Qui l’uomo, escavatorista esperto, ha ucciso la donna, strangolandola con una corda. Poi ha chiamato i carabinieri. Appena compiuto il femminicidio, dopo la drammatica telefonara ai militari mentre il killer vagava per la Valpolcevera – “ho ammazzato mia moglie” – nella villetta si sono precipitati i due figli. “Non doveva ucciderla, piuttosto poteva spaccare il muro, tirare giù la casa”, il grido di uno dei due, prima che dalla sretta strada asfaltata arrivassero parenti, amici, giornalisti.

Tutti i conoscenti sono increduli, ma sapevano della separazione in corso. Sebastiano Cannella, che secondo le prime testimonianze era molto geloso e ossessivo nei confronti della moglie casalinga, temeva di perdere tutto. “Non ce la facevo più”, ha detto quando i militari lo hanno fermato. Ci sono state tante liti, negli ultimi mesi. Pure una denuncia dell’uomo, per minacce, nei confronti della donna: secondo il racconto di lui, lei gli avrebbe puntato contro uin coltello. Ancora un intervento di una pattuglia di Bolzaneto per una lite, qualche settimana fa.

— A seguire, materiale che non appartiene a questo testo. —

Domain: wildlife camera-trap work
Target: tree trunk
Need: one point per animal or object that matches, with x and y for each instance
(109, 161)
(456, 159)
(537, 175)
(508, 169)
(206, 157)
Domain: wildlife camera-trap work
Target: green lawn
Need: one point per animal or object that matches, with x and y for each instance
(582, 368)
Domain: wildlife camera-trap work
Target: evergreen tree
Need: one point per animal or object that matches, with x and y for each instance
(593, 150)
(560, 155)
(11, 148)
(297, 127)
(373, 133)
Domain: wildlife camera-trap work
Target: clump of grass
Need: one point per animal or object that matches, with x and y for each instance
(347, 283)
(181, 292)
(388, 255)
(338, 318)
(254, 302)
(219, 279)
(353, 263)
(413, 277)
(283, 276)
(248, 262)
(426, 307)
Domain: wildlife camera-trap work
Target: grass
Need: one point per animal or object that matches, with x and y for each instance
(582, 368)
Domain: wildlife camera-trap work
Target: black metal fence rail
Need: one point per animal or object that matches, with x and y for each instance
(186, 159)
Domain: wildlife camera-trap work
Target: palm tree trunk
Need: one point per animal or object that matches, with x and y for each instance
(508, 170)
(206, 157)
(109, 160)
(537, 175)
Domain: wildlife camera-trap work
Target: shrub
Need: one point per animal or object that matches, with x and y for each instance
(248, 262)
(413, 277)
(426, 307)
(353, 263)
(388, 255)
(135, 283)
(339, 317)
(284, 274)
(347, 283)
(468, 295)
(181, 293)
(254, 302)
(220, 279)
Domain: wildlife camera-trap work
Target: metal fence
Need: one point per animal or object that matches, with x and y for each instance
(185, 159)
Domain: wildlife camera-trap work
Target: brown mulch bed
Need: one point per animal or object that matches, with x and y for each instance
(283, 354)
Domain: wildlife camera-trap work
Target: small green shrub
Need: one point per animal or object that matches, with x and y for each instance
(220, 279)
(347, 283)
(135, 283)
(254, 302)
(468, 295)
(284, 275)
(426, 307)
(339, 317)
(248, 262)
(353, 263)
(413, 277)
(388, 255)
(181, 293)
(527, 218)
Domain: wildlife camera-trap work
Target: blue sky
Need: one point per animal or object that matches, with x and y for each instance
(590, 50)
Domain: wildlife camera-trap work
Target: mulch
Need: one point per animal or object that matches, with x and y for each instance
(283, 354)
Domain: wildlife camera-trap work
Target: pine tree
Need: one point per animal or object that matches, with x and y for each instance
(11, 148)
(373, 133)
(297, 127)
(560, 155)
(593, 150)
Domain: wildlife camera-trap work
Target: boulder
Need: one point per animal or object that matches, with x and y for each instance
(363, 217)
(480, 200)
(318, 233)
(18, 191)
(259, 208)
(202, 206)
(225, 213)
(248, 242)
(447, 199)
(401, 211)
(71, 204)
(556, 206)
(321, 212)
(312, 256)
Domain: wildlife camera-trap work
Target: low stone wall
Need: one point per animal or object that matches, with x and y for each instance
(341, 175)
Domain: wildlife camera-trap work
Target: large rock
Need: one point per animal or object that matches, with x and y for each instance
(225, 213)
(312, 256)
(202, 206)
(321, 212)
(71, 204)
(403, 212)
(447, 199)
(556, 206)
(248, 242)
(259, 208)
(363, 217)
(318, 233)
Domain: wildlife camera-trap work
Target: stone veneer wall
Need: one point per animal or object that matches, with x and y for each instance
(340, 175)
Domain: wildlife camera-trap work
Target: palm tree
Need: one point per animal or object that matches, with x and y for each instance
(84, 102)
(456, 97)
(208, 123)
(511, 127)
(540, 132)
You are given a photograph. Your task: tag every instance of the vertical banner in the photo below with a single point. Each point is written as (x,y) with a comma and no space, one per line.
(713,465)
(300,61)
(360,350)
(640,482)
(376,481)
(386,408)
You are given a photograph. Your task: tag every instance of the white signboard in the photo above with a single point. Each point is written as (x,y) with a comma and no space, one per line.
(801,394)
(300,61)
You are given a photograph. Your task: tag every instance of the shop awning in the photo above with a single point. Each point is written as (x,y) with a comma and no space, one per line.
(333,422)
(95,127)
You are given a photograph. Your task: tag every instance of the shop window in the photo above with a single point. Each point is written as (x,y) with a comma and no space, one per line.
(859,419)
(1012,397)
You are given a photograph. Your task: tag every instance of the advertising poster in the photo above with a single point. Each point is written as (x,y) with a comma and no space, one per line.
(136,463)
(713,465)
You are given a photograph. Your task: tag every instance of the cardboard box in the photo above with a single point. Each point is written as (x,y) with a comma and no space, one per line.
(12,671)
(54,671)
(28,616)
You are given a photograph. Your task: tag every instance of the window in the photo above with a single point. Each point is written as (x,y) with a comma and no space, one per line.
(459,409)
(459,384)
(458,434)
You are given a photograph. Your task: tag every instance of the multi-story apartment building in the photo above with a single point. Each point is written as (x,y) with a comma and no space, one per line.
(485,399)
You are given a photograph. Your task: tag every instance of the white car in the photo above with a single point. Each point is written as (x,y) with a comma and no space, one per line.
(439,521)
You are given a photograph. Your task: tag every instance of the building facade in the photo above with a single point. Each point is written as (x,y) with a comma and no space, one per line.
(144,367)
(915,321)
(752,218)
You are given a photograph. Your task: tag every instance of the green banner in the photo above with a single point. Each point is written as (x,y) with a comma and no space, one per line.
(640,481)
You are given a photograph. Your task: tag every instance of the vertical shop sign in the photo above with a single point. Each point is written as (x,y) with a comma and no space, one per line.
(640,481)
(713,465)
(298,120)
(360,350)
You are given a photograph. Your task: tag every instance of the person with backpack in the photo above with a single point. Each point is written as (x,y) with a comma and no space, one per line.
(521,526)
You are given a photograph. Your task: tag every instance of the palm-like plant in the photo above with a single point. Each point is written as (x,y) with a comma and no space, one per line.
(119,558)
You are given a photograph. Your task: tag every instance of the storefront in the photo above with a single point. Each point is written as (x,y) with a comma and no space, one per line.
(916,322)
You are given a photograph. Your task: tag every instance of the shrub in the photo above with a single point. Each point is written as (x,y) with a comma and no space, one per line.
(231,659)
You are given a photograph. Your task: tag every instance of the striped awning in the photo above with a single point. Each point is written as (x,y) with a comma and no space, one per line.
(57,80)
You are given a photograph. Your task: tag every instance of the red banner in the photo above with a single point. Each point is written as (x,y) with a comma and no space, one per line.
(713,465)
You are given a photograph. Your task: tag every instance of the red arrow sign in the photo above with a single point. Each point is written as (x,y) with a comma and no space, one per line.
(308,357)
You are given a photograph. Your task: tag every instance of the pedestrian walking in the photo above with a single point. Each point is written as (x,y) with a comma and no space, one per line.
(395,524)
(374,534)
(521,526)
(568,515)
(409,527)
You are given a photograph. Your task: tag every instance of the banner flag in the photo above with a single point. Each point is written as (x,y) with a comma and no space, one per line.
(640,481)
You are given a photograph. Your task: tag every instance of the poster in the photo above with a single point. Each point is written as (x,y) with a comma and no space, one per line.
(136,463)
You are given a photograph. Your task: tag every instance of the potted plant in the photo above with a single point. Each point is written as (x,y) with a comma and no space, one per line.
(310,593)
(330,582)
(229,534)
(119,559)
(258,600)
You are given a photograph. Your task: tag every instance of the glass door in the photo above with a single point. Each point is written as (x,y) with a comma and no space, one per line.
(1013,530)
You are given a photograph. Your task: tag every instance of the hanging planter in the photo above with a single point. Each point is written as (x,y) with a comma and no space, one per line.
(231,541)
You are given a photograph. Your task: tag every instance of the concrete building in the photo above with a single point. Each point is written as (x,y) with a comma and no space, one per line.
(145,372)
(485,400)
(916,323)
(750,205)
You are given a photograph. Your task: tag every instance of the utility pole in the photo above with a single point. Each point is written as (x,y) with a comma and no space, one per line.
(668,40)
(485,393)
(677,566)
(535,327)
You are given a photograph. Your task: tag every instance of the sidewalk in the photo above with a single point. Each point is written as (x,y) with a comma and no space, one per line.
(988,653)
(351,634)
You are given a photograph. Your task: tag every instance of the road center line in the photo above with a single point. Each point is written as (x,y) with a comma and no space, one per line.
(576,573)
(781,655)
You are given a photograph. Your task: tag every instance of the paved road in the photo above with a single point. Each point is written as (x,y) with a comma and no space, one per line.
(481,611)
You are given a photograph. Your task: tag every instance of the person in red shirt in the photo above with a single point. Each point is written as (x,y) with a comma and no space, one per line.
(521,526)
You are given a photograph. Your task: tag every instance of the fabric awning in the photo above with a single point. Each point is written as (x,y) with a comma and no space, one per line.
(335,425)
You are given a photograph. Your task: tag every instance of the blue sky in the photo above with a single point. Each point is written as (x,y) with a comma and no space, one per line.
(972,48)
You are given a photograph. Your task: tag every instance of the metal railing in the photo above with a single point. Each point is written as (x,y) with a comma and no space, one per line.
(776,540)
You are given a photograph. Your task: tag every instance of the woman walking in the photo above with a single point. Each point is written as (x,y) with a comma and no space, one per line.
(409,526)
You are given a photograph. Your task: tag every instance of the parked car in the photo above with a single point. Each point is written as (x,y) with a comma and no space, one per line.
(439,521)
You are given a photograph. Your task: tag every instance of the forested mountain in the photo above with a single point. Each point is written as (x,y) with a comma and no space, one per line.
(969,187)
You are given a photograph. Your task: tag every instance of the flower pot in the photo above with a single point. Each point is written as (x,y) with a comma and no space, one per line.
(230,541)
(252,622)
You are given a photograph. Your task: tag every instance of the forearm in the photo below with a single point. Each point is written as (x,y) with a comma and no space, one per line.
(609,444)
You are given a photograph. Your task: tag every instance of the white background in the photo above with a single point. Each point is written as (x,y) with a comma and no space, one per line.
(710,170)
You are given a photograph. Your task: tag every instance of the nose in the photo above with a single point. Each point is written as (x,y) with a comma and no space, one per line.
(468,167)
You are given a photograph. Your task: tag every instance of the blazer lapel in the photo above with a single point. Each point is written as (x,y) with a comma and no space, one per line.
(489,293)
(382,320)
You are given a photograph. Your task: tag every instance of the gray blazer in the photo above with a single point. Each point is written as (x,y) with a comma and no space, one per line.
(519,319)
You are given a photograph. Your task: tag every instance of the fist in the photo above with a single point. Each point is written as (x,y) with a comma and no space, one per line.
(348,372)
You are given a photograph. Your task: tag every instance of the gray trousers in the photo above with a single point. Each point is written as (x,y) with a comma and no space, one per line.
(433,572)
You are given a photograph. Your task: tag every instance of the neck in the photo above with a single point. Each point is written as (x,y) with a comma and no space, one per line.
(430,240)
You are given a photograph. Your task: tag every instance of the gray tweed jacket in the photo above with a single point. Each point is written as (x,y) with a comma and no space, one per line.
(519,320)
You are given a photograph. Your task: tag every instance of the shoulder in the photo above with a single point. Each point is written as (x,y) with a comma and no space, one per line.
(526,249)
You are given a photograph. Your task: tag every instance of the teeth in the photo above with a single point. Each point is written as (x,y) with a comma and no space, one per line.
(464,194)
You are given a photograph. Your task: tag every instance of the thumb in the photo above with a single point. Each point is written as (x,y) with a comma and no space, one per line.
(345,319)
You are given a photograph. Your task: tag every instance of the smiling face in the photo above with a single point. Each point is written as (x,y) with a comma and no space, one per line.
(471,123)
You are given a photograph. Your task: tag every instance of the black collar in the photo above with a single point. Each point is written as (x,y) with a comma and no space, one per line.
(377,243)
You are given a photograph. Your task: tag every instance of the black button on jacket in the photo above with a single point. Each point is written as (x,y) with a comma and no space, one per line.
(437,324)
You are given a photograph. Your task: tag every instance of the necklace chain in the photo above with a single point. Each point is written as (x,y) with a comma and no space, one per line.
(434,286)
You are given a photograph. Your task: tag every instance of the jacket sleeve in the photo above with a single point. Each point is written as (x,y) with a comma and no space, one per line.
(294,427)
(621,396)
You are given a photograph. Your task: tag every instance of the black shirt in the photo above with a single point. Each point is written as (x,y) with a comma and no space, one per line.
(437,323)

La villetta, di prorietà della moglie, a quanto pare l’aveva messa a posto lui, muratore esperto. E allora, sempre secondo le prime ricostruzioni ora al vaglio del pubblico ministero Federico Panichi, che nella notte ha interrogato Cannella nella caserma dei carabinieri di Forte San Giuliano, l’uomo ha ucciso. Da una parte la libera scelta di una donna, quello di separarsi, che lui ha voluto soffocare nel sangue. Dall’altra la certezza di perdere la casa.